The first paradox is that those who drafted the statement began it, either deliberately or carelessly, with a sentence that is supremely party-political. As a correspondent (page 16) remarks, the Bishops, by lining themselves up behind the concept of “honouring” the Referendum result, as currently defined, place themselves at variance with the Liberal Democrats and, it could be argued, the Labour Party, which supports a second referendum. Church of England congregations are unused to seeing their leaders overlook the policies of two mainstream parties in order to side with the right wing of the Conservative Party without realising that this is what they are doing.

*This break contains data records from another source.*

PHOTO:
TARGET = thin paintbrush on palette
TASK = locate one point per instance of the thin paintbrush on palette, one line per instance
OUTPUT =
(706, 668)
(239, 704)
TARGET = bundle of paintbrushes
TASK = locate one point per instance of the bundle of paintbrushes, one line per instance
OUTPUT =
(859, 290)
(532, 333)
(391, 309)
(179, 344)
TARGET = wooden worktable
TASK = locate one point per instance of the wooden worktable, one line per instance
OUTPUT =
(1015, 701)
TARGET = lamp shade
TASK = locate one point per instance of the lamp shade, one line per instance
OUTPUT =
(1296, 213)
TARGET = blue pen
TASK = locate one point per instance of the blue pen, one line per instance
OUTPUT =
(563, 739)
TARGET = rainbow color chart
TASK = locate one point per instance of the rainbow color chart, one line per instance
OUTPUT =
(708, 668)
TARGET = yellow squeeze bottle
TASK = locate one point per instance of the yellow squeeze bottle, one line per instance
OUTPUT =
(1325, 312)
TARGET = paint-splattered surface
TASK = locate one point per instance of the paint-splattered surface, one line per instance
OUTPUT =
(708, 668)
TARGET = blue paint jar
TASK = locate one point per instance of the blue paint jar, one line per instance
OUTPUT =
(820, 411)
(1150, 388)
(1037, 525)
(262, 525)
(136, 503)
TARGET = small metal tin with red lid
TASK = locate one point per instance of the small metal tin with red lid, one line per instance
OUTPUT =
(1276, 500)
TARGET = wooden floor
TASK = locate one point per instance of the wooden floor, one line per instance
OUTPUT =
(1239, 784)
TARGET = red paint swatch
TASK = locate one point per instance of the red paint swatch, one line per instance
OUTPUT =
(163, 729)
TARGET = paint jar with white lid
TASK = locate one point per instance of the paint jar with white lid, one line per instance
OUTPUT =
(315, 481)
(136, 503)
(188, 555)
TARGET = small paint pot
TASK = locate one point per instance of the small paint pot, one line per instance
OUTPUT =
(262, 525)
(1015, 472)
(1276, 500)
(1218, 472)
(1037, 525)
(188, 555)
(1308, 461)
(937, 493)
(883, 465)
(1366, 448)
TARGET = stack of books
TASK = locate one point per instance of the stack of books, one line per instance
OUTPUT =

The other paradox is that the Bishops are correct: the UK’s predicament does come down to the unacceptable use of language. But this is not the histrionic or contemptuous exchanges of the past fortnight. The whole of the Brexit project has been poisoned from the start by exaggeration, misdirection, and falsehood. Many of those who now support the UK’s departure from the European Union do so out of resignation. The traducing of the EU, out of all proportion to its failings, has gone on for so long and at such a pitch that it is hard to see a return to any sort of normal relationship. And yet the vision of a united Europe, working together to address problems common to all, promoting peace, reconciliation, and mutual aid, and with the UK an integral part — the vision that prompted almost all of the Bishops to vote to remain — must not be betrayed or, should we say, surrendered.